Yes, when the giant monkey-like hand of fate knocks you down, locks you in a glass jar, and uses drugs to transform you into a cyclopean blob, you’ve just got to get back up and push forward. It helps that our hero is so remarkably resilient: he can be stomped on, shot at, blown up, and swallowed whole, but Chuchel always bounces right back into form – or at least a form, because he can be molded into all shapes and sizes: squares, llama, fish, and even become downright Pac-Man-esque. And he does it all so expressively for someone with only a mouth, two bulging eyes, stick arms and legs, and no intelligible language, conveying more with every over-the-top gesture and gibberish exclamation than most characters say with reams of dialogue at their disposal. Whether black or orange (perhaps you’ve heard about the decision to change Chuchel’s colour recently), we applaud the loveable, hot-tempered fuzz-wad for reminding us to never give up. And we trust that our 2018 Aggie Award for Best Character is just the cherry on top.
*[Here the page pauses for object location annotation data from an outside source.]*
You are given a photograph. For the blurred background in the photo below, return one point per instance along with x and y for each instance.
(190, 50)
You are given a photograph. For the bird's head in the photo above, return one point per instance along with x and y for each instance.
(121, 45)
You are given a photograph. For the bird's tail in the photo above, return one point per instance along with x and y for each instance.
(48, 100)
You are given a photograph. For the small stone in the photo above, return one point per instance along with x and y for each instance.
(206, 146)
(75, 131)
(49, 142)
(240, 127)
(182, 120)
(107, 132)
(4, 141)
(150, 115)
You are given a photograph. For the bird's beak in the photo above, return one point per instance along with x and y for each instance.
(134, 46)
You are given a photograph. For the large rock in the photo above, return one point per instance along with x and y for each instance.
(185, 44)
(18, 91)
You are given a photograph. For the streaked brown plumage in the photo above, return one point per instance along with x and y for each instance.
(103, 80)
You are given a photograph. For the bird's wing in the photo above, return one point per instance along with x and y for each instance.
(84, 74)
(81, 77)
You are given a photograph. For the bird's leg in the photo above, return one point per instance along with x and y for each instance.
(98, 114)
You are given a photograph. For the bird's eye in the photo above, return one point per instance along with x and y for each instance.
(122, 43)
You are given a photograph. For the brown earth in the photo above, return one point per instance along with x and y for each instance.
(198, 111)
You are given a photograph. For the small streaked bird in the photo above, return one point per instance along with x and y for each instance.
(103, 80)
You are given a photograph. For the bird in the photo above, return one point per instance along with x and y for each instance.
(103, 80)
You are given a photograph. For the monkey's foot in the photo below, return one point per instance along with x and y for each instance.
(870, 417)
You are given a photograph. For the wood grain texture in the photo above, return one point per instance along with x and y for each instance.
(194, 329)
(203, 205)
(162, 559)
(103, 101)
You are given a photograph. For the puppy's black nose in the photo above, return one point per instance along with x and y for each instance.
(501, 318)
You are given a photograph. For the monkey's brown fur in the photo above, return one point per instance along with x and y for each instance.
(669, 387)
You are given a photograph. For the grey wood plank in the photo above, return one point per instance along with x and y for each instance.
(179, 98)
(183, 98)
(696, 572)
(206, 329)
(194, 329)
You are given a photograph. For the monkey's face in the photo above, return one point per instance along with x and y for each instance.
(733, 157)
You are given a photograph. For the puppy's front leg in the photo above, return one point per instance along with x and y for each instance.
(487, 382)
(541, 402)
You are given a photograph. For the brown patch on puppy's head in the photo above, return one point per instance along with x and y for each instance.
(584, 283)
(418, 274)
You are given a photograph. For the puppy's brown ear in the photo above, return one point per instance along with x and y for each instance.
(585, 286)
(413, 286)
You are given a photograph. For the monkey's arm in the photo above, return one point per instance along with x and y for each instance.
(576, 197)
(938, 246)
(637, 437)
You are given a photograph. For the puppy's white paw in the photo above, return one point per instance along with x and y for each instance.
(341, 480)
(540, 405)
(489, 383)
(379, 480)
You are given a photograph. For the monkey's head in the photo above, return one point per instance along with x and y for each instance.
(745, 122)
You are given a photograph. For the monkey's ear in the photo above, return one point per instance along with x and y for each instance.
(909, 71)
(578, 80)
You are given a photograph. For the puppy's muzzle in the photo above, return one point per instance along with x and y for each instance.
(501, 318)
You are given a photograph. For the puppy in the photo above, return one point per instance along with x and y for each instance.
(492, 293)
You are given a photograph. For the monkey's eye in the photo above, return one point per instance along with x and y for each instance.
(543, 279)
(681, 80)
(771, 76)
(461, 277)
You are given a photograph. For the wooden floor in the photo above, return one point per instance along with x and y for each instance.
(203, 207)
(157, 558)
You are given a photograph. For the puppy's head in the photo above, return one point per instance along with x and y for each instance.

2017 Readers Choice' winner of:
According to the dictionary, a paradigm is a model, a template or a prototype. At first glance, it may seem strange that the titular hero of Jacob Janerka’s Paradigm, with his stubby body, misshapen bulbous head and lack of nose could be a model for anything. Look past his hideous appearance, however, and this unusual protagonist has a positive and thoroughly endearing personality. Like the deformity on his head, the lovable Paradigm is sure to grow on you, and you’ll soon find yourself rooting for him against his nemesis, Olaf the candy-dispensing sloth, and hoping that he fulfills his dream of finding those “phat beatsies” he cares about so much.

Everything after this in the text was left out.